Today, the discerning, craft cocktail-loving LGBT community are ripe and ready to elevate the Pride sipping experience. Popular Pride cocktails associated with the bar-going gay community include Vodka Redbull (gag), Vodka Cranberry (basic), The Cosmo (thanks Sex and the City) and the 90s favourite Appletini (vom). Heaven forbid someone pour you a glass of bottled Rev on ice. Most classic gay cocktails promoted at Pride are overly sweet, feature gimmicky rainbow colours (that I swear never taste great) or are frozen in time as appalling, jiggly Jello shooters. When people think about traditional gay drinks their visions are often unappetizing. Check out our current Cooking Class Schedule! Enjoy gay drinks at Boutique Bar in Toronto’s Church & Wellesley Village. Join Dobbernationloves founder Andrew Dobson in the kitchen by signing up for a fun virtual cooking class! Classes begin with a cocktail that you can sip while preparing 2-3 recipes that are curated around a unique culinary theme. The demonstration was a turning point in LGBT history, when the police raided a bar in Greenwich Village that was serving gay clientele cocktails. It’s important to remember the significance of the 1969 Stonewall riot in New York City. Today, these vibrant LGBT communities offer essential queer social service programs, gay bookstores, and friendly drag bars that host the best parties during Pride season. Long before gay marriage was legalized, members of the LGBT community lacked basic rights to work or adopt without discrimination. Liberal cities in Canada, America and Europe often feature gay neighbourhoods that were created as a means to keep local members of the queer community safe. The history of many gay neighbourhoods around the world offer insight into why LGBT folks gather inside their own communities. In our hometown of Toronto, gay bars make up the majority of the appeal of living in or visiting rainbow adorned Church & Wellesley Village.
Some of the most popular cocktail bars in the world can be found in gay travel destinations like Toronto, Montreal, New York City, New Orleans, Chicago, Savannah, Fort Lauderdale, Miami, Los Angeles, Puerto Vallarta, Mexico City, Floripa, Rio de Janeiro, Bangkok, Bali, Hamburg, Potsdam, Berlin, Dresden, Cologne, Leipzig, Malaga, Ibiza, Brighton, Belfast and Cardiff. Since the dawn of queer time, members of the LGBT community have had a thirst for sipping gay drinks.

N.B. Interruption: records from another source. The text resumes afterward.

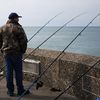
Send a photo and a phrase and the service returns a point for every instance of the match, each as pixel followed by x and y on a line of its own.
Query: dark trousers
pixel 14 63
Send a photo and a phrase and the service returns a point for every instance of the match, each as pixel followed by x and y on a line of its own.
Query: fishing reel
pixel 39 84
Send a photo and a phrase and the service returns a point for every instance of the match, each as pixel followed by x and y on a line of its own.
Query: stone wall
pixel 67 69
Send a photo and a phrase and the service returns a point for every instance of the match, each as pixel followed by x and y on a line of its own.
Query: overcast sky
pixel 38 12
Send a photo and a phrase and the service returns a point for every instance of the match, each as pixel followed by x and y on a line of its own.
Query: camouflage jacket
pixel 12 38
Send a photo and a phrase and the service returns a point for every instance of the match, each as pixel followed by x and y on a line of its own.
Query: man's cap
pixel 14 15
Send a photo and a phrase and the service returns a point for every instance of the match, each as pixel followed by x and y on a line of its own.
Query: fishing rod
pixel 45 25
pixel 87 70
pixel 35 80
pixel 77 80
pixel 39 31
pixel 53 34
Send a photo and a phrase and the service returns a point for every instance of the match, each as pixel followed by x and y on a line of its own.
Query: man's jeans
pixel 14 62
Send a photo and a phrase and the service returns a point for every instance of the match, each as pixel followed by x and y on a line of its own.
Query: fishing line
pixel 35 80
pixel 87 70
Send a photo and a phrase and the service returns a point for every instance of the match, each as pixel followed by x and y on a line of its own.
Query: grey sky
pixel 38 12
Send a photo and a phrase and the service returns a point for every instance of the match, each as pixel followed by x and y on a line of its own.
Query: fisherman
pixel 13 44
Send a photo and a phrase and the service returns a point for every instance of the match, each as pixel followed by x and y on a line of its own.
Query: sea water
pixel 87 43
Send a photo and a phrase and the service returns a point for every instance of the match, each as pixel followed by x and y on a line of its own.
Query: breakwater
pixel 67 69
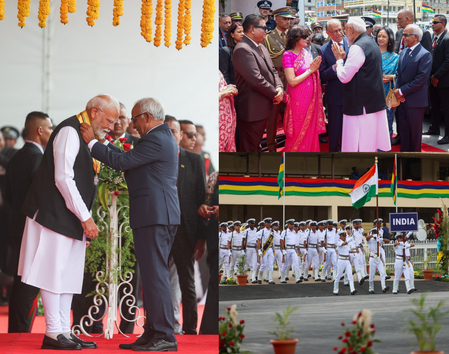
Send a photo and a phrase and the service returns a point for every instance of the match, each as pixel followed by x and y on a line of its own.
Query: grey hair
pixel 152 106
pixel 357 24
pixel 104 101
pixel 330 22
pixel 416 30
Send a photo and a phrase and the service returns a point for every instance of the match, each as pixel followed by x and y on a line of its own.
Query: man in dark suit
pixel 151 171
pixel 20 172
pixel 439 79
pixel 188 240
pixel 258 84
pixel 414 68
pixel 334 87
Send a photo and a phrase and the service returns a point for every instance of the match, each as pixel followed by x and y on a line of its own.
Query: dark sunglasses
pixel 191 135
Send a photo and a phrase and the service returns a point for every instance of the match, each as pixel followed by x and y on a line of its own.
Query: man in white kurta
pixel 367 132
pixel 49 260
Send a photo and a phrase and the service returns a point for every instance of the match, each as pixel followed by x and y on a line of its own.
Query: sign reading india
pixel 403 222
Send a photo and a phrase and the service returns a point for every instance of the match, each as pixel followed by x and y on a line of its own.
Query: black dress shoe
pixel 157 345
pixel 430 132
pixel 445 140
pixel 322 140
pixel 396 141
pixel 62 343
pixel 84 344
pixel 142 340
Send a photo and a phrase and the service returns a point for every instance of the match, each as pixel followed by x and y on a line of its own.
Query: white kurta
pixel 49 260
pixel 367 132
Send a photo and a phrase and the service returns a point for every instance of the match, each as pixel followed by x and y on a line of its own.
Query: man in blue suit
pixel 334 87
pixel 151 171
pixel 414 68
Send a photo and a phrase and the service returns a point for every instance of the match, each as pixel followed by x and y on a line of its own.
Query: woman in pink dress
pixel 304 116
pixel 227 118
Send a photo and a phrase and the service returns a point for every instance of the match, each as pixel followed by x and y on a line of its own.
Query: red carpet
pixel 18 343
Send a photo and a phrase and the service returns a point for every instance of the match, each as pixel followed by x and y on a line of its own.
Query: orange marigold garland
pixel 117 12
pixel 207 25
pixel 188 22
pixel 24 11
pixel 145 21
pixel 72 6
pixel 64 10
pixel 167 29
pixel 44 11
pixel 93 11
pixel 180 29
pixel 158 22
pixel 2 10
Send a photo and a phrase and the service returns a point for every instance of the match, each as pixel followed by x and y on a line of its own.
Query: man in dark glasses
pixel 188 136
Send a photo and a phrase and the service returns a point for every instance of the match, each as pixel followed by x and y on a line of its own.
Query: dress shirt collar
pixel 33 142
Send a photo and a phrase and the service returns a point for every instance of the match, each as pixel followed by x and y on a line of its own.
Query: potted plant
pixel 359 339
pixel 241 269
pixel 425 261
pixel 283 343
pixel 230 331
pixel 425 325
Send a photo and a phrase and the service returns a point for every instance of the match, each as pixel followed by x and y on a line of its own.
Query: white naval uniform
pixel 331 257
pixel 48 260
pixel 312 255
pixel 236 239
pixel 251 253
pixel 343 265
pixel 223 238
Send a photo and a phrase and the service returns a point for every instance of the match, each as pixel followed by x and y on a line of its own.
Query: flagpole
pixel 377 204
pixel 283 194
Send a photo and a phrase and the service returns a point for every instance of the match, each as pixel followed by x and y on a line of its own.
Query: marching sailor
pixel 331 257
pixel 344 264
pixel 250 244
pixel 236 245
pixel 312 250
pixel 375 261
pixel 357 232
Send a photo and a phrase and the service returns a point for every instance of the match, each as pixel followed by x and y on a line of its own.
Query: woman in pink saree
pixel 304 116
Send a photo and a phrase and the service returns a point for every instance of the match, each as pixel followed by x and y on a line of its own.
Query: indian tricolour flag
pixel 365 188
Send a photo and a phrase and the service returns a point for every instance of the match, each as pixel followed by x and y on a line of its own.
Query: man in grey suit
pixel 151 171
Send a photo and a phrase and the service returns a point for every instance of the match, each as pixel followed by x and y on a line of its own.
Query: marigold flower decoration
pixel 2 10
pixel 158 22
pixel 93 11
pixel 180 28
pixel 145 20
pixel 24 11
pixel 188 22
pixel 167 29
pixel 207 25
pixel 64 11
pixel 44 11
pixel 117 12
pixel 72 6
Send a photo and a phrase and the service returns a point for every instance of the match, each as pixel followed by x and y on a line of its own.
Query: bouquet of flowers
pixel 360 338
pixel 230 331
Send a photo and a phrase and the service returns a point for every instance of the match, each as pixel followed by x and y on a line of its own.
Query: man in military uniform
pixel 275 43
pixel 264 9
pixel 236 17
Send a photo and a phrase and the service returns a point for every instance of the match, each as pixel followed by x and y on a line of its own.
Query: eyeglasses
pixel 133 119
pixel 191 135
pixel 110 121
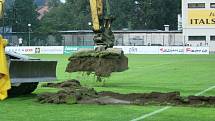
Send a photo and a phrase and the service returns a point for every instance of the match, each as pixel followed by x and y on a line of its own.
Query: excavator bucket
pixel 27 71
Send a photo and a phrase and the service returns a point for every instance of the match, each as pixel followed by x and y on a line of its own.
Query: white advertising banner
pixel 138 49
pixel 163 50
pixel 36 49
pixel 171 50
pixel 126 49
pixel 21 50
pixel 196 50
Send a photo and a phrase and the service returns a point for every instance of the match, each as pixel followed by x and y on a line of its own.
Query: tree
pixel 23 13
pixel 131 14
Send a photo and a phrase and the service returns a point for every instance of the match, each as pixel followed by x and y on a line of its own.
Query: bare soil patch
pixel 72 93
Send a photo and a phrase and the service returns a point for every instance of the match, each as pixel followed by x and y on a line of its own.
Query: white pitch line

These organizations are going beyond designing safe spaces for queer Black folks to dance, make out, and meet-they’re creating moments that decenter the white gaze (not to mention white gays), showcasing the artistic talents and sweet joy of Chicago’s Black queer, trans, and gender non-conforming residents and curating welcoming opportunites for folks to get down free from inhibition and fear. Several of Chicago’s queer event collectives are set on partying with a purpose, especially those with Black queers at the helm. Much of that is thanks to the hard work of folks like the Chicago Black Drag Council and countless other queer Black nightlife prose, all backed up by those of us happily partaking in the scene. While Boystown and Andersonville continue to flourish with queer and queer-friendly businesses on every corner, since last year’s uprisings and calls for accountability in Chicago’s gay nightlife scene, things have started to (slowly) change. We have some of the most renowned drag performers, incredible queer nightlife artists of all kinds, and queer neighborhoods teeming with bars and clubs. Chicago has transformed into a true queer destination in recent years, no longer looked at as some podunk midwestern city cast in the shadow of coastal meccas like New York and Los Angeles.